Mapping Relational Databases and SQL to MongoDB

NoSQL databases have emerged tremendously in the last few years owing to their less constrained structure, scalable schema design, and faster access compared to traditional relational databases (RDBMS/SQL). MongoDB is an open-source, document-oriented NoSQL database which stores data in the form of JSON-like objects. It has emerged as one of the leading databases due to its dynamic schema, high scalability, optimal query performance, faster indexing, and active user community. In this tutorial, we will be using MongoDB as an example of a NoSQL database.
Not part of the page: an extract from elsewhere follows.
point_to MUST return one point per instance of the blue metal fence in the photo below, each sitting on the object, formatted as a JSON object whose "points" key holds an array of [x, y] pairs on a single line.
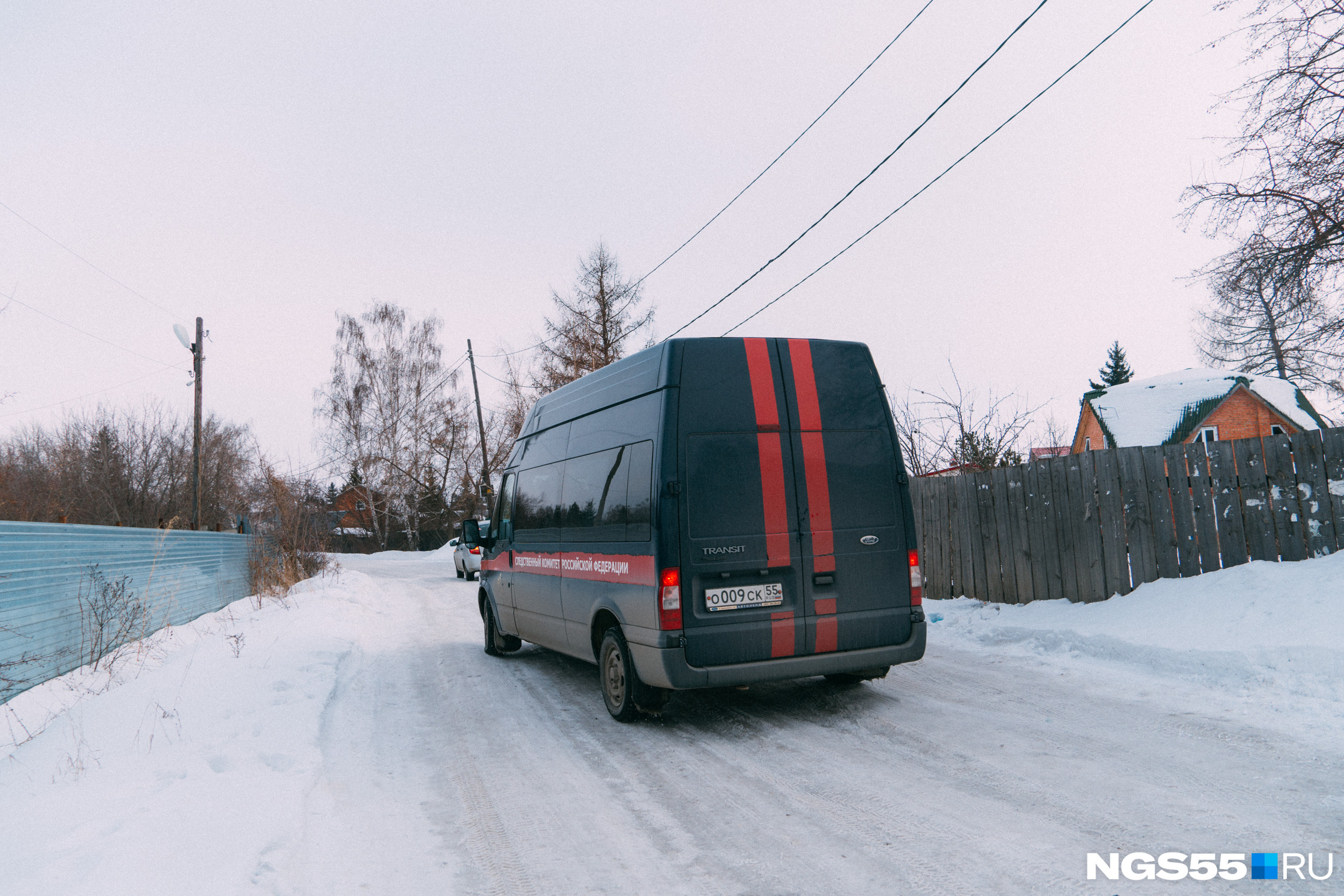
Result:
{"points": [[55, 579]]}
If you are coming from an RDBMS/SQL background, understanding NoSQL and MongoDB concepts can be a bit difficult while starting out because the technologies have very different manners of data representation. This article will help you understand how the RDBMS/SQL domain works and how its functionalities, terms, and query language map to a MongoDB database. By mapping, I mean that if we have a concept in RDBMS/SQL, we will see what its equivalent concept in MongoDB is.

We will start with mapping the basic relational concepts like tables, rows, columns, etc., and then we'll discuss indexing and joins. We will then look over some SQL queries and discuss their corresponding MongoDB database queries. The article assumes that you are aware of the basic relational database concepts and SQL, because throughout the article more stress will be laid on understanding how these concepts map in MongoDB. Let's begin.

Mapping Tables, Rows, and Columns

Each database in MongoDB consists of collections, which are equivalent to an RDBMS database consisting of SQL tables. Each collection stores data in the form of documents, which is equivalent to tables storing data in rows. While a row stores data in its set of columns, a document has a JSON-like structure (known as BSON in MongoDB). Lastly, we have rows in an SQL row, while we have fields in MongoDB. Here's an example of a document (row in SQL) having some fields (columns in SQL) storing user data in MongoDB:

{
"_id": ObjectId("5146bb52d8524270060001f3"),
"age": 25,
"city": "Los Angeles",
"email": "mark@abc.com",
"user_name": "Mark Hanks"
}

This document is equivalent to a single row in RDBMS. A collection consists of many such documents, just as a table consists of many rows. Note that each document in a collection has a unique _id field, which is a 12-byte field that serves as a primary key for the documents. The field is auto-generated on creation of the document and is used to uniquely identify each document.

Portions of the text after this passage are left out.